Breath: The New Science of a Lost Art

I came across an interview conversation in an interview between Joe Rogan and James Nester, author of “Breath – The New Science of a Lost Art” – a New York Times bestseller. They were discussing how you can warm your body through an ancient breathing technique. I was curious and bought the book.

I enjoyed the author’s personal journey to understand breathing – a regular and unnoticed activity that everyone carries on. The book has a non-linear narrative that takes you across different subjects, experts, locations, and experiments. 

In modern medicine and science, the body components involved in breathing are neatly segmented and taken up as an area of specialization. But you see the author taking an interconnected view – he explains how breathing influences your blood pressure, how breathing exercises help regulate blood pressure and support heart function.

He introduces us to experts from a diverse set of fields. You see a choir conductor, treating tuberculosis and emphysema patients before moving on to coach Olympic teams. An anthropologist and a dentist help uncover the relationship between our diet and congestion, sinusitis, and sleep apnea. The author names such experts as Pulmonauts, as they explore pulmonology from different angles.

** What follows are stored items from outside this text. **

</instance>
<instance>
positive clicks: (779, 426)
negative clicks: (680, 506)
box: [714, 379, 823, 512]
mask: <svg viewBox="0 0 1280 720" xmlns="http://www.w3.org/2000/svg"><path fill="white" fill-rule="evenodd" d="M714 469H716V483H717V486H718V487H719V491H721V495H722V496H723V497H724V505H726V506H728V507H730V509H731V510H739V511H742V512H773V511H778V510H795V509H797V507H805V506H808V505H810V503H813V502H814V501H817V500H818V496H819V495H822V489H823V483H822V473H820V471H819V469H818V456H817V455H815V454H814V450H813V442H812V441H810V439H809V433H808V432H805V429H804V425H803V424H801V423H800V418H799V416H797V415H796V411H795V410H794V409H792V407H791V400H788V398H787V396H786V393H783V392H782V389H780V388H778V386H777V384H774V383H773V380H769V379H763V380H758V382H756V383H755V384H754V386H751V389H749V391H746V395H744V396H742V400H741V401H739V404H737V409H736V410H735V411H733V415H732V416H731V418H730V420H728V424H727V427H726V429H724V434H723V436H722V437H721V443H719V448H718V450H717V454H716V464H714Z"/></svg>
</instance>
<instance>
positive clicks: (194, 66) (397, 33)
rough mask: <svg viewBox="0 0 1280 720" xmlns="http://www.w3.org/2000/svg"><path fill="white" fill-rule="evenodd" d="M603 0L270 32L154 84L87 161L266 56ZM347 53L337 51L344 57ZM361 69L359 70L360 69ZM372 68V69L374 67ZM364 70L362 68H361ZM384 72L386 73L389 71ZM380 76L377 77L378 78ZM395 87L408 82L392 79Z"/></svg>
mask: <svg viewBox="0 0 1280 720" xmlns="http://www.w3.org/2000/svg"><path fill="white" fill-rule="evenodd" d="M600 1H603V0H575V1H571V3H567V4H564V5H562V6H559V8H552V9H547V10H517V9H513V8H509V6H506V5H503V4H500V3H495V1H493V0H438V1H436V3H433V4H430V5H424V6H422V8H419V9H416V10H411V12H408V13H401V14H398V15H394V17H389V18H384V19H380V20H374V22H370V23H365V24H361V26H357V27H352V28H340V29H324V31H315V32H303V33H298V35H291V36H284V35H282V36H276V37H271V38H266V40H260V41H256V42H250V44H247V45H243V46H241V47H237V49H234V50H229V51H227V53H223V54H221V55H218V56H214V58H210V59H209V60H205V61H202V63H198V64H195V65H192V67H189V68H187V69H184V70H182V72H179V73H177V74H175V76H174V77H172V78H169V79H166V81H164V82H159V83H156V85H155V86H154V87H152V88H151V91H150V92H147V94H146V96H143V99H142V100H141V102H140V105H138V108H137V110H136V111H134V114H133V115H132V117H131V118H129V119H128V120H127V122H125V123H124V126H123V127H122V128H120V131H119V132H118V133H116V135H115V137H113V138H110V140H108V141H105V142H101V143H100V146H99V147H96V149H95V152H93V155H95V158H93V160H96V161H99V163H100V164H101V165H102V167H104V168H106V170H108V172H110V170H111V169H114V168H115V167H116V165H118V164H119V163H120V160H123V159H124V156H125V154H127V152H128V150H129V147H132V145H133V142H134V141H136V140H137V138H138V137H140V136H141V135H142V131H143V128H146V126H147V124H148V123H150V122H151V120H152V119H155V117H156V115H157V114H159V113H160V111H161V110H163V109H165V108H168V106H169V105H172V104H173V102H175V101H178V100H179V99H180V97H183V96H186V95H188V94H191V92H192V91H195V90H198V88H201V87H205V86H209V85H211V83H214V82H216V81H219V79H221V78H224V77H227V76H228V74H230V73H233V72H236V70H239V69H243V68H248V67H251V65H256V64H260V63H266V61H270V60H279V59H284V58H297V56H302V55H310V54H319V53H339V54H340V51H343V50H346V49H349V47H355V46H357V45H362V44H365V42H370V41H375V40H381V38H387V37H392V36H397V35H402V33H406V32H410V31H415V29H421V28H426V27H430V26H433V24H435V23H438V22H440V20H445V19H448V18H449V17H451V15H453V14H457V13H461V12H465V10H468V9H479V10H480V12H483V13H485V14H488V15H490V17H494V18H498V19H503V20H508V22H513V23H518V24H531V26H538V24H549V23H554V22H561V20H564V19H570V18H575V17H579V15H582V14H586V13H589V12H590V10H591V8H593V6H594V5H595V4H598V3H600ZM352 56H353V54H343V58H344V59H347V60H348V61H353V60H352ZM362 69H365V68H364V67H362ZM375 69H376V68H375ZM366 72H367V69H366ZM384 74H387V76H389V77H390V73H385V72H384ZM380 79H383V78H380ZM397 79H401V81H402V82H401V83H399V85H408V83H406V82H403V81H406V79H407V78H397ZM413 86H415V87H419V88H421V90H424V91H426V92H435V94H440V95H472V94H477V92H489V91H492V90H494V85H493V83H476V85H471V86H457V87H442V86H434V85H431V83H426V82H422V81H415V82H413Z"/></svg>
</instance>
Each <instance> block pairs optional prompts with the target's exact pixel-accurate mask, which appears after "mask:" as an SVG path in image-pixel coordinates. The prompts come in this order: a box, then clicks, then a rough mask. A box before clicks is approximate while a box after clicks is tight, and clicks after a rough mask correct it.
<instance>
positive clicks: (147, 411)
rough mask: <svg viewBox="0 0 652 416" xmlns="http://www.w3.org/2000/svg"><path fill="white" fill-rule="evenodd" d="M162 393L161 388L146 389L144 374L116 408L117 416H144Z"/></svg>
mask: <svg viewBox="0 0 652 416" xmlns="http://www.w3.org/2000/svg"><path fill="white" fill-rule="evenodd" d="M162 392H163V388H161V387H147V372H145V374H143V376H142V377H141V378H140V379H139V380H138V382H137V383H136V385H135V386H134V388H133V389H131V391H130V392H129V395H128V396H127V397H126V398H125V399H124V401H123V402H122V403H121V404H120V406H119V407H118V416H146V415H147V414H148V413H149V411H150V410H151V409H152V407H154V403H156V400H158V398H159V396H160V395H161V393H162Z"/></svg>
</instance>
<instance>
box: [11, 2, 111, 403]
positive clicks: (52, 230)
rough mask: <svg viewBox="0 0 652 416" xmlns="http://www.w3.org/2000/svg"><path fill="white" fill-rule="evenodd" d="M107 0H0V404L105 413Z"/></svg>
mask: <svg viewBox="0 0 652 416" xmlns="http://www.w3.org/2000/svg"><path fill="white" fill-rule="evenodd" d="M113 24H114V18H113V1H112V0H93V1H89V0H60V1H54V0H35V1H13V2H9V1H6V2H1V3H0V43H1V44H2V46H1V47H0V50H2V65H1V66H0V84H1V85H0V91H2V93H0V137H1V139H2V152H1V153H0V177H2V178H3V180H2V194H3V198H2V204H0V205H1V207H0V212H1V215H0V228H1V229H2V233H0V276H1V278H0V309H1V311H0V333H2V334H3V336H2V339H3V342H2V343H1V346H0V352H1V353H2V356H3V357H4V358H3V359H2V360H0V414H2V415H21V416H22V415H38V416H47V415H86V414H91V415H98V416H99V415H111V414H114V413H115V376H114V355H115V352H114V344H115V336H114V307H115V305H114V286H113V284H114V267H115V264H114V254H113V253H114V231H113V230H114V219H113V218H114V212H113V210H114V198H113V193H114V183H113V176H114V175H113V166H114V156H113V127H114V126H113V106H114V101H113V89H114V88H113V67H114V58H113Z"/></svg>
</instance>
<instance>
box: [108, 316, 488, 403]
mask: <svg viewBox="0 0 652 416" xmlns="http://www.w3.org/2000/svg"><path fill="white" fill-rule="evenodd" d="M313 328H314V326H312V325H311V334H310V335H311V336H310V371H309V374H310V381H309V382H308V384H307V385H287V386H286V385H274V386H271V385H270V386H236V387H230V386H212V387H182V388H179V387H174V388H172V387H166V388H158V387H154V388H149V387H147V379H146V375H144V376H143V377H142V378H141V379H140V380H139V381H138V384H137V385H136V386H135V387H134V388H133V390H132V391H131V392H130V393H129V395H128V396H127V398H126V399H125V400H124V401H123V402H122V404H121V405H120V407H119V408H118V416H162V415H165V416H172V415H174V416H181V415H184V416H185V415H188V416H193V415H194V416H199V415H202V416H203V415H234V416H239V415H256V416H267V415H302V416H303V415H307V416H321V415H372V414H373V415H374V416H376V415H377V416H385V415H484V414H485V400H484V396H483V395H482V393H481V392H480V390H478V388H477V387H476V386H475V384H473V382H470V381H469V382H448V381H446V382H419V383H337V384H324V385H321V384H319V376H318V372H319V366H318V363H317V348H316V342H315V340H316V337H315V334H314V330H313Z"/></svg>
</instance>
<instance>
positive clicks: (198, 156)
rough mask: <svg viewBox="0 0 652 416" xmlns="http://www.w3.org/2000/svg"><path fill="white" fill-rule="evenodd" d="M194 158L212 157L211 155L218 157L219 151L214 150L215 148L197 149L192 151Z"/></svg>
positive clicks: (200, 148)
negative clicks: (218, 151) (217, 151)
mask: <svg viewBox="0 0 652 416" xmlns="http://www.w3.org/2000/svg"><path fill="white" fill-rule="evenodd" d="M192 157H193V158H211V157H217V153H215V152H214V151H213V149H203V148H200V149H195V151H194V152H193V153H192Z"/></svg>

As you read through the book you get explored to the science, knowledge, and practices available across different subjects and experts. I enjoyed most the interrelationship that he highlights. The story of different experts putting together the learning from one domain into another and coming up with creative solutions is inspiring. It demonstrates the pitfalls of narrow specializations that are the norm. It shows the power of a polymath or a t-shaped knowledge & integrated creative approach can bring.